From West to East and Southern Africa, a wave of infrastructure projects, including new deep-sea ports, rail lines, and cross-border highways, is beginning to transform the movement of goods across the continent. Analysts say the developments could be pivotal for the African Continental Free Trade Area (AfCFTA), which depends heavily on efficient transport networks to reduce costs and integrate markets.
In West Africa, the $1.5 billion Lekki Deep Sea Port in Nigeria has begun to alleviate the congestion at the Lagos Port Complex, allowing for the passage facilitating larger vessels and faster cargo handling. Operators say the port recorded increased container traffic in recent months as regional exporters shift routes. “Our goal is to make Nigeria a preferred entry and exit point for West African trade,” an official at Lekki Port LFTZ Enterprise said recently.
Ghana is also upgrading the Port of Tema, which has emerged as a major transit hub for landlocked countries, including Burkina Faso, Mali, and Niger.

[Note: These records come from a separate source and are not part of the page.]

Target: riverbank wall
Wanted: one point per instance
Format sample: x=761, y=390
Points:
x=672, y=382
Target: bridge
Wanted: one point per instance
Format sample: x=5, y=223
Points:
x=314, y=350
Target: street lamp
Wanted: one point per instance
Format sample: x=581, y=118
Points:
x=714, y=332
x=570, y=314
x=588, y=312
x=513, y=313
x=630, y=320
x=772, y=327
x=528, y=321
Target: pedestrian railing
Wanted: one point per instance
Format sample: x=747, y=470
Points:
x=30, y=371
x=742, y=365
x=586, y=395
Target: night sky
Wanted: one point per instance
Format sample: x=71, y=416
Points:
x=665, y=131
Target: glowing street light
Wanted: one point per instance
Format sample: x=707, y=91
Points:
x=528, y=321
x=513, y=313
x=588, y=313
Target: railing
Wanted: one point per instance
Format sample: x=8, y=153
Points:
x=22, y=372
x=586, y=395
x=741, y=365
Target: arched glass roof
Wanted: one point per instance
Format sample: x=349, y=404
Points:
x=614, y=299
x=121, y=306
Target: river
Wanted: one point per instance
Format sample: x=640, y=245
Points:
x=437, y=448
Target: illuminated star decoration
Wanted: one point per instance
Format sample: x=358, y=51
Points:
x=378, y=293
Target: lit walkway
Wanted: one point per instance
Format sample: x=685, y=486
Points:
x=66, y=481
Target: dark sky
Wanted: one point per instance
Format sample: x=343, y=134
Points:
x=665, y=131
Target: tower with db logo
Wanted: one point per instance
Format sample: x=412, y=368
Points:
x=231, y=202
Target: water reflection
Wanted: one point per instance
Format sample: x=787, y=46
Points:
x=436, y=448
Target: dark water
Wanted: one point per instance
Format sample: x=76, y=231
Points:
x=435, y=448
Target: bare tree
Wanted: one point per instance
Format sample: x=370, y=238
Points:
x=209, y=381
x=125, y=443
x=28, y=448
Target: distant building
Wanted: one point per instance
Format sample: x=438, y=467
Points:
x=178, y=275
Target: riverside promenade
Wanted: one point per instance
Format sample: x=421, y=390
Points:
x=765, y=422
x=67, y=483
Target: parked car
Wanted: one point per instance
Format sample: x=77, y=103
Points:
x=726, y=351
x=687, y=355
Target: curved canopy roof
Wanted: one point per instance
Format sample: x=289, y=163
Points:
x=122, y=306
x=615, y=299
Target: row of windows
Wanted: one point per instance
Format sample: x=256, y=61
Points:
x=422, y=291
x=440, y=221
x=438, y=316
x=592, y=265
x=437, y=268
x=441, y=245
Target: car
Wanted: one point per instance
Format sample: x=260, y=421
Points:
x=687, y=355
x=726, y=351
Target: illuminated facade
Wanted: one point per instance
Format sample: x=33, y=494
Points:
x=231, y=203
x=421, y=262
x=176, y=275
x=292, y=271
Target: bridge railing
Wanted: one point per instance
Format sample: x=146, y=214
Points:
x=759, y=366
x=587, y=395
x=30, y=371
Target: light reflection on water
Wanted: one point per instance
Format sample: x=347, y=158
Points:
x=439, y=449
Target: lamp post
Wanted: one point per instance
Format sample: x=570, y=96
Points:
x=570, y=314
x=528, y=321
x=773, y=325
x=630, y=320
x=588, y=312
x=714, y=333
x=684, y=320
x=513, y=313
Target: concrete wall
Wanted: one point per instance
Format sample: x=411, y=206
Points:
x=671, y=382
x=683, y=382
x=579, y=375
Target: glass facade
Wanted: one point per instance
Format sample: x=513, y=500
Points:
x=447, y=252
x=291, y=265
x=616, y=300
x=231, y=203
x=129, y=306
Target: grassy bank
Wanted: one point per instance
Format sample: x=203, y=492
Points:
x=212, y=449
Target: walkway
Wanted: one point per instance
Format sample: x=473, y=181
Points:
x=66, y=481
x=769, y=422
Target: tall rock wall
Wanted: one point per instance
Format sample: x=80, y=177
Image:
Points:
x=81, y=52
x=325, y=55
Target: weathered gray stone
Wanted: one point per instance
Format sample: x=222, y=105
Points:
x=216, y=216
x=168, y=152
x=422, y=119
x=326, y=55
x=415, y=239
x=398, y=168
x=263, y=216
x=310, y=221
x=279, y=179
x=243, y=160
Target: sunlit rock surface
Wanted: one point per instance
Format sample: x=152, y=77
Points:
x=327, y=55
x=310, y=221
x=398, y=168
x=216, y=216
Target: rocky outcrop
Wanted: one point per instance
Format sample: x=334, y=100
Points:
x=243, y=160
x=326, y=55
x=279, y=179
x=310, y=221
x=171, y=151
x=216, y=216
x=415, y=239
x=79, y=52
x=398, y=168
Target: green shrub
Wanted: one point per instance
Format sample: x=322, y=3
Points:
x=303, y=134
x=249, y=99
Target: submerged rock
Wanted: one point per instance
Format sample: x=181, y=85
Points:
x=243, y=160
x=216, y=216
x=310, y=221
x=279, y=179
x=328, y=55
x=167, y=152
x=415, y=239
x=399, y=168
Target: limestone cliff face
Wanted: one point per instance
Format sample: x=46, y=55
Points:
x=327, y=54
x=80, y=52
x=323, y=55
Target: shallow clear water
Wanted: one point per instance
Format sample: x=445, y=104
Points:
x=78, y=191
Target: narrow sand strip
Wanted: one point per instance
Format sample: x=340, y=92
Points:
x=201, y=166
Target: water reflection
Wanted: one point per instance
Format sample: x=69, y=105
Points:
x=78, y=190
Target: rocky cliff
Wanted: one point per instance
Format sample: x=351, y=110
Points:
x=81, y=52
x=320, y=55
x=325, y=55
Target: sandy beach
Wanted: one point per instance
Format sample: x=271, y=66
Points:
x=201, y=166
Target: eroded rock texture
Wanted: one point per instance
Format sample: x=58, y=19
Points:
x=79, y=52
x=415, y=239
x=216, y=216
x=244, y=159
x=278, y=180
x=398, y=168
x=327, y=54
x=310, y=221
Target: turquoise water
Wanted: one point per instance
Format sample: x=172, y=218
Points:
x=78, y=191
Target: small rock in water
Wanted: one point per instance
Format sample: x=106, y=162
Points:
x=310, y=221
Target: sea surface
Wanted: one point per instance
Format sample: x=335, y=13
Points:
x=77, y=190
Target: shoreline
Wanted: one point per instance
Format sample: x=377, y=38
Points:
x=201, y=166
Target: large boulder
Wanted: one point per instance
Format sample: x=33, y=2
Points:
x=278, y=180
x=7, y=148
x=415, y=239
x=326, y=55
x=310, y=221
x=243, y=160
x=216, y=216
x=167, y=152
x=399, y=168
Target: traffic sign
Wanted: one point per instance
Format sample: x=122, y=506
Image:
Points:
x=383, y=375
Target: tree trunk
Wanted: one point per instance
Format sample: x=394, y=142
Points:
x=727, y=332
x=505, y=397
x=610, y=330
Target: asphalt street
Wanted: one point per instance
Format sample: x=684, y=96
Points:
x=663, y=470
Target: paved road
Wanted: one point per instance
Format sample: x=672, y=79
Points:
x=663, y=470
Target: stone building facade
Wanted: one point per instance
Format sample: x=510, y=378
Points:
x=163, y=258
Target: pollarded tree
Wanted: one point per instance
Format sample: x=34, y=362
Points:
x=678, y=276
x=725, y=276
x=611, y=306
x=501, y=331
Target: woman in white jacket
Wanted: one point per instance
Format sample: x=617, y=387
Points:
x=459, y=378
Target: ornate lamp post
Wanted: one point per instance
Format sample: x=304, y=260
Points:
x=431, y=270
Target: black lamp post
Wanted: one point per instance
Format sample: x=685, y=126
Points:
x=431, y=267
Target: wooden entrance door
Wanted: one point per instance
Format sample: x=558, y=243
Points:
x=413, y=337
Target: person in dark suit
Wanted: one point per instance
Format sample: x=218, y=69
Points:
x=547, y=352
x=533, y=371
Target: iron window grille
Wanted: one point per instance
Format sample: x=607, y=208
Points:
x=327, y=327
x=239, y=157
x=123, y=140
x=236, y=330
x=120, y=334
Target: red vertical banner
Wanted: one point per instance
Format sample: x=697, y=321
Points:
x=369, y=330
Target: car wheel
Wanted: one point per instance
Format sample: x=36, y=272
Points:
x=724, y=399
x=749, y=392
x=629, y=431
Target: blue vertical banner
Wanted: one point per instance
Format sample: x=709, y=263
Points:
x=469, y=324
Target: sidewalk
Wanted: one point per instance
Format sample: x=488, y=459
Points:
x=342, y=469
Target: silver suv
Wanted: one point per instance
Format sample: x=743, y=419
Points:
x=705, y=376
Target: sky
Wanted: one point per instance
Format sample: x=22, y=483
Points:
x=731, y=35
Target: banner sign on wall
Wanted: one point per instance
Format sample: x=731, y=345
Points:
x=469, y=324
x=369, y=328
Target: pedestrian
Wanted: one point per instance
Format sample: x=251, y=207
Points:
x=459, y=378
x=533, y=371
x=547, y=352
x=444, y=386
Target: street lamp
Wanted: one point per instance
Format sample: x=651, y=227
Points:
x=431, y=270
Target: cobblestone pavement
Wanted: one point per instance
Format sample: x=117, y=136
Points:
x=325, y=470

The expansion, backed by private-sector financing, has reduced cargo dwell time and improved customs efficiency. A senior official at Ghana Ports and Harbours Authority said the upgrades are “positioning the country for a bigger share of regional trade flows.”
Across East Africa, the Standard Gauge Railway (SGR) continues to reshape logistics between Kenya and Uganda, although funding constraints have slowed expansion plans to Rwanda and South Sudan. Kenya is also investing in the Lamu Port–South Sudan–Ethiopia Transport (LAPSSET) corridor, which aims to offer alternative trade routes and reduce congestion around Mombasa. “The region must diversify its gateways to stay competitive,” a logistics analyst in Nairobi noted.

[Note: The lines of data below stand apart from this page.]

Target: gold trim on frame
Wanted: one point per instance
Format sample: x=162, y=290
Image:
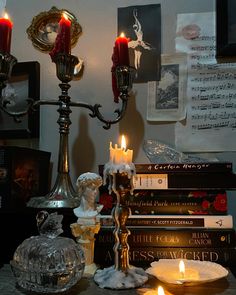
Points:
x=44, y=27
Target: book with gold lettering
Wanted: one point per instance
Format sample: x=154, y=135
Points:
x=174, y=221
x=151, y=202
x=143, y=256
x=170, y=237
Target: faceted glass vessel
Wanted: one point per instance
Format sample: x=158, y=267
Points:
x=48, y=263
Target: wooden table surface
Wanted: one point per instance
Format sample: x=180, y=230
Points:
x=86, y=286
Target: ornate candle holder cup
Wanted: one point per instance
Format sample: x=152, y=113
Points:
x=121, y=275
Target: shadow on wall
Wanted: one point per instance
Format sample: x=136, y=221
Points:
x=83, y=151
x=132, y=126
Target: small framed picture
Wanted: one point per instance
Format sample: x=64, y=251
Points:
x=44, y=28
x=225, y=30
x=24, y=85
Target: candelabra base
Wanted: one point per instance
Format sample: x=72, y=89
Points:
x=112, y=278
x=62, y=195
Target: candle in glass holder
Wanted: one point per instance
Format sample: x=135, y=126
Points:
x=5, y=34
x=120, y=57
x=63, y=39
x=121, y=47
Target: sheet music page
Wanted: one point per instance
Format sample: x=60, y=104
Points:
x=211, y=89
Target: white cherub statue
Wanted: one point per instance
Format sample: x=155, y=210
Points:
x=88, y=223
x=88, y=184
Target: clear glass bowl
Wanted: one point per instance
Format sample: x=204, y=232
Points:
x=47, y=263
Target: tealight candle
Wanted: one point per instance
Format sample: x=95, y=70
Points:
x=185, y=273
x=160, y=290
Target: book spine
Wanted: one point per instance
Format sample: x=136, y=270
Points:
x=198, y=181
x=187, y=221
x=222, y=167
x=143, y=256
x=154, y=202
x=185, y=167
x=140, y=237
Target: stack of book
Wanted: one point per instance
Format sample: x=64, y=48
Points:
x=178, y=211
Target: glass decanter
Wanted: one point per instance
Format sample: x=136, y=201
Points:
x=48, y=263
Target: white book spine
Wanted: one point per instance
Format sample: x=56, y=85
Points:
x=175, y=221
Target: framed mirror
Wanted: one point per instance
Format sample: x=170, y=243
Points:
x=24, y=84
x=44, y=28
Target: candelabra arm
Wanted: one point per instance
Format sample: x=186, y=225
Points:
x=120, y=114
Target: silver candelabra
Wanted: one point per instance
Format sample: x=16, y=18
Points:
x=63, y=193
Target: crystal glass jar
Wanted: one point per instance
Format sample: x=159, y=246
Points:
x=48, y=263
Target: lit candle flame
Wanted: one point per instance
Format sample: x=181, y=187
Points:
x=182, y=268
x=123, y=143
x=65, y=16
x=160, y=291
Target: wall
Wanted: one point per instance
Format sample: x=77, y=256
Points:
x=89, y=142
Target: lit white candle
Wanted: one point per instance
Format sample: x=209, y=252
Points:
x=182, y=269
x=119, y=156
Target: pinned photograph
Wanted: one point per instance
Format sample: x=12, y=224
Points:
x=142, y=26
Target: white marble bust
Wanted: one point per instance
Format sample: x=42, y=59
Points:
x=87, y=186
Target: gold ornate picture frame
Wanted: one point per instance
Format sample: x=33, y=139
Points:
x=44, y=28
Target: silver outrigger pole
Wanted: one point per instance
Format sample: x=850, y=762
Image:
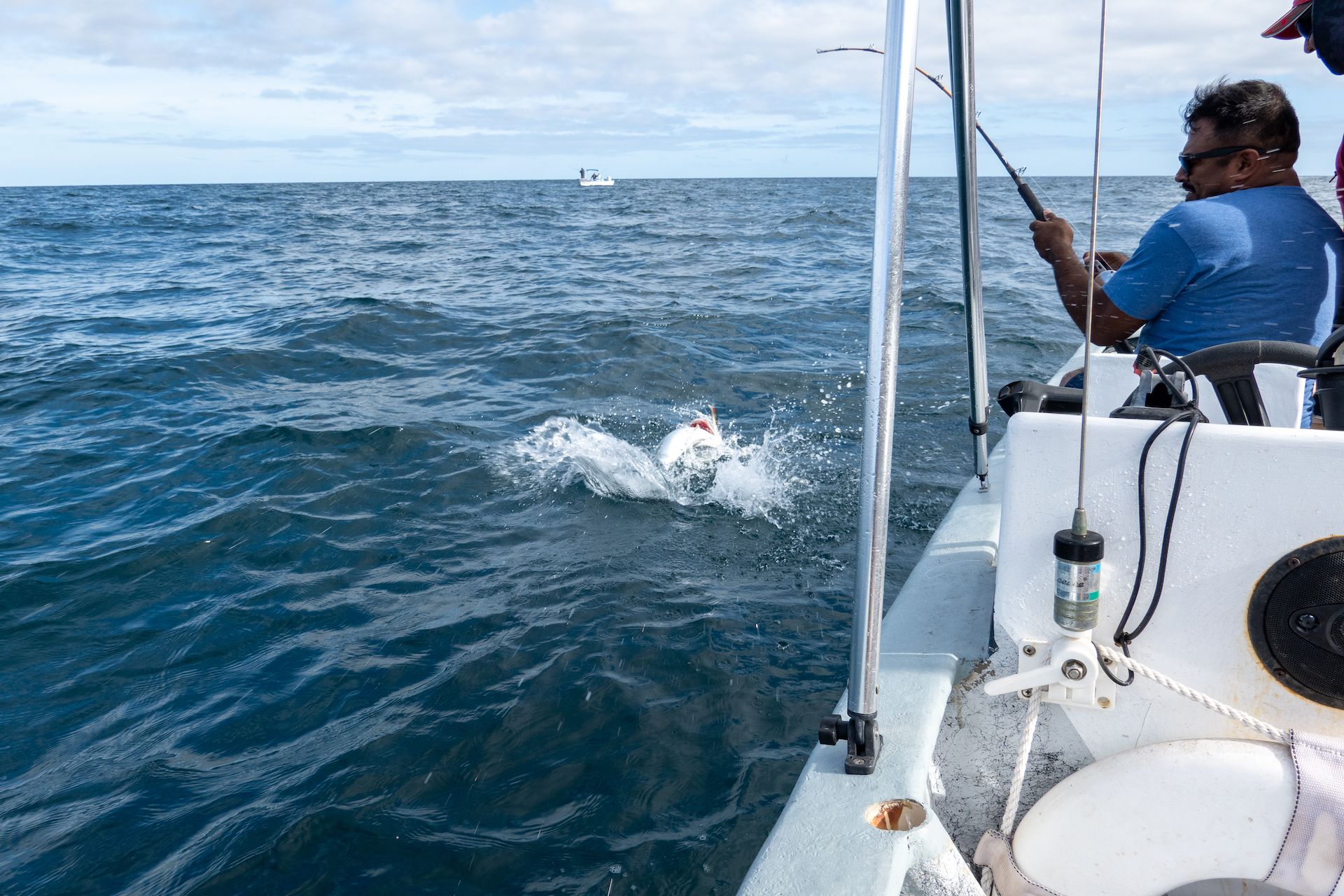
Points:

Ethiopia, meanwhile, is banking on the soon-to-be-upgraded Djibouti port corridor, its main maritime lifeline, to handle rising volumes of manufactured exports. Plans to introduce digital customs platforms along the corridor are expected to cut delays that have historically raised transport costs.
Southern Africa is also witnessing significant movement. South Africa is working to rehabilitate its freight rail network and upgrade the Port of Durban, following years of inefficiencies that disrupted the export of minerals and agricultural products. “If South Africa fixes its logistics, it will have a transformative impact on the region’s trade,” said a researcher at the Centre for Development and Enterprise, Alvin Matalele.
Neighbouring Mozambique is expanding the Port of Nacala, which has become increasingly crucial for the shipment of agricultural goods, coal, and manufactured products destined for Asian markets. Similarly, Namibia’s Walvis Bay Port, now linked to Zambia, Botswana, and the Democratic Republic of Congo through the Walvis Bay Corridor, is attracting more cargo movement as traders seek shorter routes to the Atlantic.
Economists say the new trade corridors could reduce logistics costs, which are currently among the highest in the world and have long hindered African competitiveness. However, they warn that gains will depend heavily on policy coordination, border efficiency, and maintenance of infrastructure.
As the AfCFTA gradually takes shape, improved ports and corridors are expected to play a central role in unlocking Africa’s long-awaited trade potential.